Hi all,
as you may know I've been involved in the structured data community for a few years (through the original "Wikidata" proposal in 2004 as well as architecting and developing OmegaWiki, together with the OpenProgress team and others from 2005-2007). I've been following Semantic MediaWiki, Freebase and other projects from the beginning. You don't need to sell me on the value or importance of structured data.
The problem space is very complex, especially when taking into account that Wikimedia is a fully multilingual system. There are still low hanging fruits, especially for a project like Wikimedia Commons, but I agree w/ Michael that a more holistic approach to how to access and manage data in WMF projects is much preferable to, for example, throwing SMW into some wikis and not others, etc.
When I joined WMF, I couldn't justify arguing for higher priority on data tech projects more so than, for example, the 2009-10 usability initiative and continuing efforts in this area, especially given that we still have only a tiny engineering staff. I don't believe that structured data is going to be the principal driver of participation -- that problem space is more about social and technical barriers to entry, interaction with new users, mentoring, etc. And we're continuing to fall behind the rest of the web in terms of usability.
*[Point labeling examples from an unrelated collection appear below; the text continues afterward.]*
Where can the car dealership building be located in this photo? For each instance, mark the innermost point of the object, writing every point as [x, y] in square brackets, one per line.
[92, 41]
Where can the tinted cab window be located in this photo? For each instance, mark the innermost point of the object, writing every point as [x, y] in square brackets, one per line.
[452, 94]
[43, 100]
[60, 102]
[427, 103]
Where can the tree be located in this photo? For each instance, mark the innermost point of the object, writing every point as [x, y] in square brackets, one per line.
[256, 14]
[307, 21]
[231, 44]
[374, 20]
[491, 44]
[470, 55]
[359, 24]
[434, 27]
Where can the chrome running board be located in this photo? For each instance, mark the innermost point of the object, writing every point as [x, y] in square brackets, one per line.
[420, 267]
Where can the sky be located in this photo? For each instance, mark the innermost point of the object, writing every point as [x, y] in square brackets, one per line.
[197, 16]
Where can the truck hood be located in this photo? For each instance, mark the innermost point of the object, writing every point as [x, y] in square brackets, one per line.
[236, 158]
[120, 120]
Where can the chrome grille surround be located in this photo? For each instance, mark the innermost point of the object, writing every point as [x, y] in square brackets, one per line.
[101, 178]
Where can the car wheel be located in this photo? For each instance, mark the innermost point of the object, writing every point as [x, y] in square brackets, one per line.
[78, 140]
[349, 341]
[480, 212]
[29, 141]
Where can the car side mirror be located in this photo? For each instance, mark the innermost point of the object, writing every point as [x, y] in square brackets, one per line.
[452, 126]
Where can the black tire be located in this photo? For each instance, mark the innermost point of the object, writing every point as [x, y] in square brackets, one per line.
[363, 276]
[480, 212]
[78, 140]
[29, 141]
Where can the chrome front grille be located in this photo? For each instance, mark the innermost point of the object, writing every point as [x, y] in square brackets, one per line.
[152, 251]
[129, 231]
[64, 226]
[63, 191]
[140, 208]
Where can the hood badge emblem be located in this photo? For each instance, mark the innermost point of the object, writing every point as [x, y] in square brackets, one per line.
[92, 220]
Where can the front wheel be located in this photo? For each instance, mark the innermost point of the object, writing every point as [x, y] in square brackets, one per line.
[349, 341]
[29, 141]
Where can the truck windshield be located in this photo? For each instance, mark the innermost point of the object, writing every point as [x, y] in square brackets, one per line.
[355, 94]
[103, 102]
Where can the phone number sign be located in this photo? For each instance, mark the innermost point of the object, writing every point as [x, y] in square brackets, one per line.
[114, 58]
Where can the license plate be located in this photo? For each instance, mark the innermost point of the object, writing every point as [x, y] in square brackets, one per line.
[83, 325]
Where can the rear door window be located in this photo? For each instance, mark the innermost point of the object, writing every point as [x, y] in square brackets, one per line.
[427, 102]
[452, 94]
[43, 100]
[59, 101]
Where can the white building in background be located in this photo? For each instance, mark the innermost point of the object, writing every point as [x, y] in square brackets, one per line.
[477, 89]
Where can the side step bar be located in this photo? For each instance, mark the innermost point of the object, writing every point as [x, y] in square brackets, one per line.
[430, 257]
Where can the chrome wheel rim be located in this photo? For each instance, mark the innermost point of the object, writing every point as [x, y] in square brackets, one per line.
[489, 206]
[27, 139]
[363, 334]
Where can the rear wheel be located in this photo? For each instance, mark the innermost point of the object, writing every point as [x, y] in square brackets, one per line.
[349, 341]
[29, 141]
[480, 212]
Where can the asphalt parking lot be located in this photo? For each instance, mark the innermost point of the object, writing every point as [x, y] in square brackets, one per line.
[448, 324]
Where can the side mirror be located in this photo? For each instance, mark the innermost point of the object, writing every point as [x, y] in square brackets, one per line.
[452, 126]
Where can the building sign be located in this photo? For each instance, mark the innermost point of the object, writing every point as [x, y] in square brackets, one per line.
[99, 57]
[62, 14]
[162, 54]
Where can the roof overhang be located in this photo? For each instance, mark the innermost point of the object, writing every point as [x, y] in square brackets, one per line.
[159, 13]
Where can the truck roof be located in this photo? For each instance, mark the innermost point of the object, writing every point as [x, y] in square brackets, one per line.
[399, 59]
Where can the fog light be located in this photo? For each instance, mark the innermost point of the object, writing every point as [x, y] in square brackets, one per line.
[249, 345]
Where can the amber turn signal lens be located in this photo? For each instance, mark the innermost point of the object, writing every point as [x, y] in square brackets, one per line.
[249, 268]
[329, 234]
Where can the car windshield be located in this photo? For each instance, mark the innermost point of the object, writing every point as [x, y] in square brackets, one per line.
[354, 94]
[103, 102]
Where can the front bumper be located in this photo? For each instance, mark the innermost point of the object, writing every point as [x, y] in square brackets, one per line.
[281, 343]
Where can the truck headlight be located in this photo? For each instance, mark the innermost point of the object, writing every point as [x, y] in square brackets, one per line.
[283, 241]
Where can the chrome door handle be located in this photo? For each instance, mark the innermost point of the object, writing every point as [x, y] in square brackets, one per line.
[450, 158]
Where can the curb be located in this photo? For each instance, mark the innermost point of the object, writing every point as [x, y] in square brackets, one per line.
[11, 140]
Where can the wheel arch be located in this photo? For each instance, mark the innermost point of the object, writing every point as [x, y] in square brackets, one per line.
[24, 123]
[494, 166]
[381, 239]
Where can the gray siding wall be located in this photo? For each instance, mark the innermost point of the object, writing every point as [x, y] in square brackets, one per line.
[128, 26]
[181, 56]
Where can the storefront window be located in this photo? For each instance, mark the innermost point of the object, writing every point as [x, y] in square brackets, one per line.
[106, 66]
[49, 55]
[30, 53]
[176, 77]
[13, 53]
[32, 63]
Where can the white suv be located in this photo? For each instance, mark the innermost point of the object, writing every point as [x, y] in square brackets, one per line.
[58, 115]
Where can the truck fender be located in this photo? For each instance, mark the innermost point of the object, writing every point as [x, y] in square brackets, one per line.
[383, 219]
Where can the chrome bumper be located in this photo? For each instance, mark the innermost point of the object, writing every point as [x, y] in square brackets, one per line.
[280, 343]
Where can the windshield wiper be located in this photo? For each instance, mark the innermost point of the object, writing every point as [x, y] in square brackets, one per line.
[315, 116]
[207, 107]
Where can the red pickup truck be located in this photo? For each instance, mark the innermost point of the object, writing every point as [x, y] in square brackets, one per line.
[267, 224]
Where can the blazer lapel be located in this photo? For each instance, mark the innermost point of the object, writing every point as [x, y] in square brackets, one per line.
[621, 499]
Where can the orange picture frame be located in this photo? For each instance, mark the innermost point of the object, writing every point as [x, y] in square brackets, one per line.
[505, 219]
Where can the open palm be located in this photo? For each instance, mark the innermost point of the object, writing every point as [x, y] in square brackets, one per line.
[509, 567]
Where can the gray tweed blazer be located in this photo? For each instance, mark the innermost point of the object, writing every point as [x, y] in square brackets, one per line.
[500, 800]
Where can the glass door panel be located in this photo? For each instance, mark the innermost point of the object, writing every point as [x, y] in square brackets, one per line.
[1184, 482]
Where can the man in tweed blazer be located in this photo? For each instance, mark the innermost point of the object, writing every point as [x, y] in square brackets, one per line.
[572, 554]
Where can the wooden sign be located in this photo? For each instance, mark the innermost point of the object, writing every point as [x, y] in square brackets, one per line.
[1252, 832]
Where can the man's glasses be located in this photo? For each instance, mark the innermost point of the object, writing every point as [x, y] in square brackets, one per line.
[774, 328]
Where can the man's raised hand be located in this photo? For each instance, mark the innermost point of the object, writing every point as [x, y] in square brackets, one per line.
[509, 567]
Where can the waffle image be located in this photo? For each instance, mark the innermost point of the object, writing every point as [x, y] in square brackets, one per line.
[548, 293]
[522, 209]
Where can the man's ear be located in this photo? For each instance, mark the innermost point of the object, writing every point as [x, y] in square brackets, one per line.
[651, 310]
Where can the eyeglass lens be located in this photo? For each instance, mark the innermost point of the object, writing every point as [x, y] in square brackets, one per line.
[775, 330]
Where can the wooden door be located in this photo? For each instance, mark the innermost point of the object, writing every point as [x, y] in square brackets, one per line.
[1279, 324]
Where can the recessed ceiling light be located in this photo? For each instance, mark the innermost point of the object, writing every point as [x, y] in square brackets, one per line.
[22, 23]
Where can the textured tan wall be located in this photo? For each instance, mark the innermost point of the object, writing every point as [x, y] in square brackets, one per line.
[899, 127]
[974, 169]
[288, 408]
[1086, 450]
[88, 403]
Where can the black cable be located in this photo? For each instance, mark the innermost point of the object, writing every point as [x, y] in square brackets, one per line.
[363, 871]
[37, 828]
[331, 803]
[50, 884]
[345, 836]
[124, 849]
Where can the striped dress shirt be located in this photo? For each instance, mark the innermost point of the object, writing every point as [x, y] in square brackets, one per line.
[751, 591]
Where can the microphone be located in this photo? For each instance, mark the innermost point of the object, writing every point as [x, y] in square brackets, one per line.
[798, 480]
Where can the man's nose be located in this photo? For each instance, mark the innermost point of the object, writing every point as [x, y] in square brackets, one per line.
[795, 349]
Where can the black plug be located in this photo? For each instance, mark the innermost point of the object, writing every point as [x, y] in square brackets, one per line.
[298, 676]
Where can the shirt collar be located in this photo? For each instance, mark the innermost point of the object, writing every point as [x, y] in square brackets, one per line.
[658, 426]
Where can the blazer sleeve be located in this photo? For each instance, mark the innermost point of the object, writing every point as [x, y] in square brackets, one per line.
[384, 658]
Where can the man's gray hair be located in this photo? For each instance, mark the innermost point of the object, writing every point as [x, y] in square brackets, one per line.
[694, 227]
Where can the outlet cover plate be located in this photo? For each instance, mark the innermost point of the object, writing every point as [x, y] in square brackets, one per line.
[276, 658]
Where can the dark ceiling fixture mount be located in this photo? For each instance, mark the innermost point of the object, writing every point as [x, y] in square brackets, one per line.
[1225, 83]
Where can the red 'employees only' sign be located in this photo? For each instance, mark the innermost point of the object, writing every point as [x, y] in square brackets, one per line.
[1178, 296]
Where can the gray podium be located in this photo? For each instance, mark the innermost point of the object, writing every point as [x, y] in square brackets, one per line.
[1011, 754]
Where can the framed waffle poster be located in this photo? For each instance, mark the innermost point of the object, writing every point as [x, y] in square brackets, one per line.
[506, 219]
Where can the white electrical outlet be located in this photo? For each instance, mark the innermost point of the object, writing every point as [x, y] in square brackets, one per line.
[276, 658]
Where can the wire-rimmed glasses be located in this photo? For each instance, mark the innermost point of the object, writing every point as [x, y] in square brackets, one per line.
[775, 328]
That being said, it's clear that it's a key enabling technology (including for _some_ usability improvements, although many of them can be made without a full-fledged structured data support system). I particularly think it has huge potential in bootstrapping small languages by more closely interconnecting useful and translatable bits of information (start a page about "Germany" in a new language and immediately pull all relevant data, possibly including translations of labels if available).
Danese and I have been working on a "Data Summit" this year to bring together both the key players in the structured data field (DBPedia, SMW, etc.), as well as some of the research and analytics community. Unfortunately we've had to reschedule it, but it'll happen in Q1 2011. We're not going to be able to dedicate lots of resources to engineering in this area in the near future, but since there are already so many disparate efforts that focus on making WP data usable, we do hope that we can partner up with others to move things forward.
In a nutshell, I think we should aim to establish a “Wikidata Commons” project at data.wikimedia.org which serves all Wikimedia projects with structured data in a language-neutral fashion, analog to “Wikimedia Commons” for multimedia files, and which becomes the central location to curate, maintain and discuss such data. Wikidata Commons should provide standard interfaces for querying, importing, and exporting data. This project could be built incrementally (starting with clunky but reasonably future-proof ways to manage and retrieve data).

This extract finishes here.